As noted earlier, the simulation model consists of some single-country regions. In order to give all countries scope for improvement in the modest scenario, “regional best practice” is defined with respect to the seven regions used in World Bank statistics, six geographic regions for developing countries and a non-geographic “high income” region. The regional best practice countries in terms of border administration and infrastructure are Malaysia (East Asia and Pacific), Lithuania (Europe and Central Asia), Singapore (high income), Chile (Latin America and Caribbean), Tunisia (Middle East and North Africa), Sri Lanka (South Asia) and Mauritius (sub-Saharan Africa). Illustrations of the effect of improving each country’s Enabling Trade Index average score for border administration and infrastructure to regional best practice appear in table 5.

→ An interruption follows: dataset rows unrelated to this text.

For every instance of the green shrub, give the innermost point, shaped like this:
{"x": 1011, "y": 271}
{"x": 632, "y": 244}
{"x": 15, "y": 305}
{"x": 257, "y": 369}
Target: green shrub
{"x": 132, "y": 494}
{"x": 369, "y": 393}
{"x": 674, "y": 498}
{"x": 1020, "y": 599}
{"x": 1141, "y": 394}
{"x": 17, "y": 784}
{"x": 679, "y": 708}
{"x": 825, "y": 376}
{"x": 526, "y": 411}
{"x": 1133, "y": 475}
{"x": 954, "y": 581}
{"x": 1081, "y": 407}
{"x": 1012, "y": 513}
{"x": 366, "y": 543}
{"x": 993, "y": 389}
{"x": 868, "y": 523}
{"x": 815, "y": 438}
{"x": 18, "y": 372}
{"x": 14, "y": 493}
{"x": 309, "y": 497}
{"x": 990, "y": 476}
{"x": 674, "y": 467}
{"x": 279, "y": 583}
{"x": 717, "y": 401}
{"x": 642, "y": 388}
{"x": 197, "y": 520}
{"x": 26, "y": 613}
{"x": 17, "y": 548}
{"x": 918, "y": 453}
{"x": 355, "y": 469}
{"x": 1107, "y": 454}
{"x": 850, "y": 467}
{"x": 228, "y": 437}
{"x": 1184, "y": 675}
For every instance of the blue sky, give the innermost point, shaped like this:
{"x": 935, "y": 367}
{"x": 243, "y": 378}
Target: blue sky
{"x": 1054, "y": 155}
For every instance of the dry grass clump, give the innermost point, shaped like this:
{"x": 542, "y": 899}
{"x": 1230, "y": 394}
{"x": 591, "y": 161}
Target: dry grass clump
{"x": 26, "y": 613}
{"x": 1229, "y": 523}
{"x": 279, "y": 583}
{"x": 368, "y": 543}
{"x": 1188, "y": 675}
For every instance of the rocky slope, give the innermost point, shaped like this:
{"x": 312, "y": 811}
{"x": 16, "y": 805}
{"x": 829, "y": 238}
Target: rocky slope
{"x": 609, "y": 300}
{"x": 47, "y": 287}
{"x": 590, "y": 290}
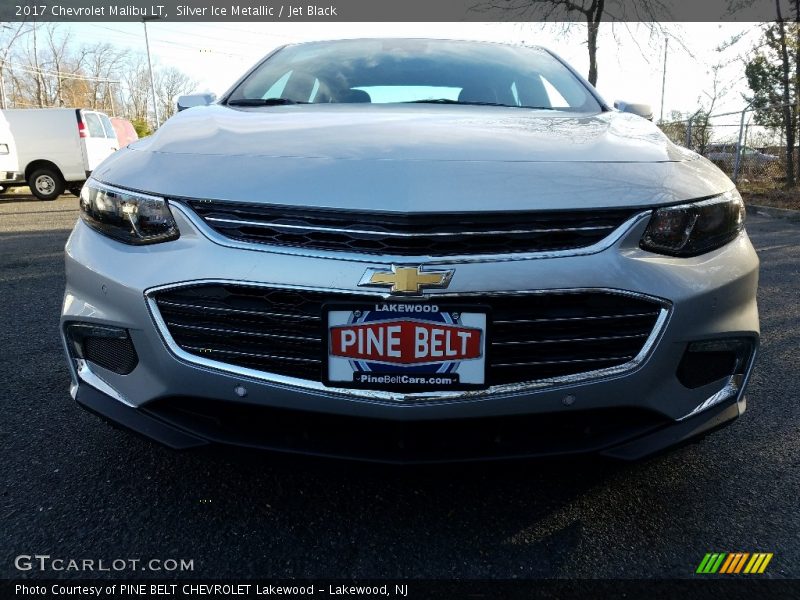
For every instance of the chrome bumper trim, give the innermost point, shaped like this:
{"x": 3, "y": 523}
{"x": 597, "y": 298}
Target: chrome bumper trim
{"x": 375, "y": 395}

Table 5: Illustrative improvements in trade facilitation – modest scenario
Several features of the modest scenario are worth noting. First, because the high-income countries are still improving halfway to global best practice, the same improvements are assumed in trade facilitation for these countries as in the ambitious scenario. For developing countries, smaller improvements are assumed. Second, among the World Bank regions, the standard for regional best practice is lowest in South Asia. This scenario thus assumes that Bangladesh and India do not make very large improvements in trade facilitation in order to go halfway to Sri Lanka. This feature of the scenario is illustrative; for example, a piece of sub-Saharan Africa, or some other grouping of countries, with lower regional best practice could have been constructed. But it shows what happens if any region lags in implementing trade facilitation.
In parallel with the ambitious scenario, table 6 illustrates the estimated increase in trade volumes between pairs of countries associated with the modest scenario. These are naturally smaller than the gains shown in table 3, except for trade among the high-income countries (illustrated by Singapore-Canada), which grows by the same amount as in the ambitious scenario.
As in the ambitious scenario, the increases in trade shown in the table are provided to the simulation model, which reconstructs a global equilibrium in which all markets clear and which reflects increases in trade approximating those illustrated in table 6.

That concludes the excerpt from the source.